We tried to generate a dictionary of relevant terms based on the origin of the search strings but unfortunately this dictionary gives only a limited set of terms that exist in the independant strings and hardly don't discriminate between the independant strings. With the pivoting node I can make wordlists for classes that work well for these, but unfortunately most of the search strings are unique and are not easy to classify. Hence my idea for a feedback mechanism to let the flow learn from feedback on the results. In this way it will create a dictionary automatically that supports an optimal matching in every case. Is this doable?
Basically, terms from the search string also leak to the main corpus? Such a leak will influence the similarity calculation, which is not a good idea. The best would be to separate the two as follows: a) preprocess the main corpus, b) extract dictionary with total tfxidf and average idf per term, c) preprocess the search strings and calculate tf only, d) merge terms with the dictionary with the search string BoW, e) calculate tfxidf for the search strings using idf from the dictionary, and f) filter any terms not in the dictionary from the search strings.
Well, a lot of homework again :-) but I executed your suggestions. Unfortunately the result is far less then the former process, so there might be a mistake somewhere. Things I'm unsure of:
- TFxIDF for the corpus is calculated by using TF and put the button 'Relative' on. The result of this is not the same when I calculate the result of TF absolute * IDF. TF relative gives figueres like 0.00X and TF absolute x IDF give figueres like X.X
- The result of wordvector of the search string consist of terms that only exist in de dictionary of the corpus. But the number of columns/terms is less than the the wordvector of the corpus. Does the similarity node takes this in account or do I have to add the missing columns and fill them with zero's? It this is the case which node should I use?
Your fast answers to my questions are realy helpful, Thanks a lot.
ad b) You have to add the missing columns. After converting the dictionary into a reference table structure, you can create the term columns which do not exist in the search strings table. Then with Missing Value you should set missing to zero.
ad a) Relative or absolute should a priori not change the similarity calculations as the relative frequency is per document and not relative to the corpus. Yet, I think for the term dictionary you should use absolute TF because you may want to perform a term selection by applying GroupBy by term on the corpus and filtering the domain-specific stop words above a given absolute TF threshold - for a search application you do not need to put any lower bound.
The workflow with the suggested adaptions already works well with interestig results. But for production conditions we need to be more specific. I am considering to make use of semantics and am thinking of building an ontology in f.i. Protégé and using that for similarity purposes. Searching for ontologies on the Knime forum I saw two suggestions: making use of dictionary tagging and using network functionality. I think the network functionality is the most promising but how do I load a Protégé ontology as a Network in Knime? Formats don't seem to suit.
What kind of file format is available ? XML ?
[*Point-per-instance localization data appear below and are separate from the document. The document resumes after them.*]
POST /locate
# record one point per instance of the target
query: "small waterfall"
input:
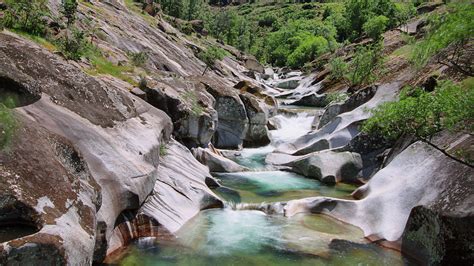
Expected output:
(268, 208)
(291, 128)
(131, 226)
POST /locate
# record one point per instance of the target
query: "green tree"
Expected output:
(69, 8)
(376, 26)
(26, 15)
(422, 114)
(73, 44)
(365, 63)
(453, 29)
(8, 123)
(210, 56)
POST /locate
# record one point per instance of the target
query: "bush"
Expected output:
(307, 51)
(363, 67)
(138, 59)
(26, 15)
(69, 8)
(73, 45)
(210, 56)
(338, 68)
(376, 26)
(422, 114)
(359, 12)
(452, 29)
(7, 123)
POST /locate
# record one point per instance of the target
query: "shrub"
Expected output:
(210, 56)
(376, 26)
(193, 103)
(138, 59)
(69, 8)
(26, 15)
(8, 123)
(453, 29)
(359, 12)
(336, 97)
(307, 51)
(73, 45)
(363, 67)
(422, 114)
(338, 68)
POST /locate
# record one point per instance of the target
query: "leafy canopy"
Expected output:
(422, 114)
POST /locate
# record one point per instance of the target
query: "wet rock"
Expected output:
(190, 108)
(312, 100)
(418, 176)
(289, 84)
(355, 100)
(252, 64)
(327, 166)
(139, 93)
(216, 162)
(257, 134)
(343, 128)
(232, 117)
(437, 238)
(180, 191)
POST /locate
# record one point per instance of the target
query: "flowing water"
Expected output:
(240, 236)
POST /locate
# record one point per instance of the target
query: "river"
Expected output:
(238, 235)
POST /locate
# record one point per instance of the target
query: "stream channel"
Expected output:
(236, 235)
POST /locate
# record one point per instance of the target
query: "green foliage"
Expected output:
(453, 28)
(138, 59)
(422, 114)
(163, 150)
(338, 68)
(8, 123)
(336, 97)
(366, 62)
(211, 55)
(68, 9)
(26, 15)
(193, 103)
(301, 41)
(100, 65)
(363, 67)
(73, 45)
(359, 12)
(376, 26)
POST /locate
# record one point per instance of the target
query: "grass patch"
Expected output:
(132, 5)
(405, 51)
(102, 66)
(37, 39)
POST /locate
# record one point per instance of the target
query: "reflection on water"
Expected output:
(272, 186)
(227, 237)
(249, 237)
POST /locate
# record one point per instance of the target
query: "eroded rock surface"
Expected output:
(418, 176)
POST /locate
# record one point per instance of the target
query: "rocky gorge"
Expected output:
(240, 164)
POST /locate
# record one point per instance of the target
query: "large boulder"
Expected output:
(344, 127)
(421, 175)
(439, 238)
(180, 187)
(354, 101)
(85, 151)
(216, 162)
(188, 105)
(257, 113)
(311, 100)
(233, 122)
(329, 167)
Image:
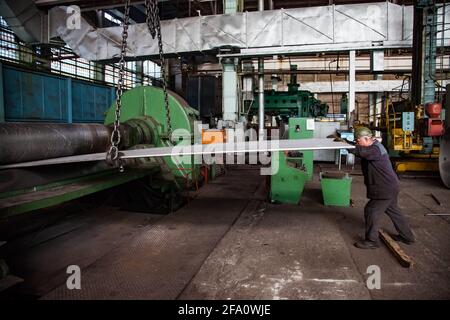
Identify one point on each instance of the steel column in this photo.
(2, 98)
(261, 98)
(351, 82)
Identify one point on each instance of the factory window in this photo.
(151, 69)
(8, 44)
(61, 59)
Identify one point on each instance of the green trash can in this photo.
(336, 188)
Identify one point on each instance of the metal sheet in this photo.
(36, 96)
(368, 22)
(225, 30)
(444, 159)
(198, 149)
(264, 29)
(377, 25)
(310, 25)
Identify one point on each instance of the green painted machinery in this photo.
(143, 124)
(291, 170)
(291, 103)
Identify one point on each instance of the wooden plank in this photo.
(401, 256)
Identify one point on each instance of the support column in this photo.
(261, 98)
(139, 72)
(2, 99)
(261, 87)
(351, 83)
(99, 72)
(229, 89)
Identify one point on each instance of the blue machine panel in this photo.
(34, 96)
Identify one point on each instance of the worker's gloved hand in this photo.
(349, 142)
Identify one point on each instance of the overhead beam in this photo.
(265, 33)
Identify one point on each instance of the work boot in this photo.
(400, 238)
(366, 244)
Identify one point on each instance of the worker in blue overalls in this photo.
(382, 190)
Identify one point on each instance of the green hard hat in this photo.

I had gone through your dicussion and I hope you have sucessfully acehieved of what you are working on.
Actually I am also trying to do the same process in R-Language but its becoming a bit difficult to acehive it. A friend of mine suggest me to do with KNIME and in my R&D process, I found your dicussion and which is closely related to my requirment. If possible could you please attach your workflow and the supporting links(if there). So that it can help me to achieve my task sucessfully.
Awating for your reply,
Thanking in Anticipation.
If you want to pursue your endeavours in R, there's an excellent book named "Machine Learning in R" by Brett Lantz, which provides a hands-on section on text mining in R with the powerful, flexible `tm` package. That said, text mining in KNIME also works beautifully once you've gotten used to the behaviour of the Strings to Documents parser.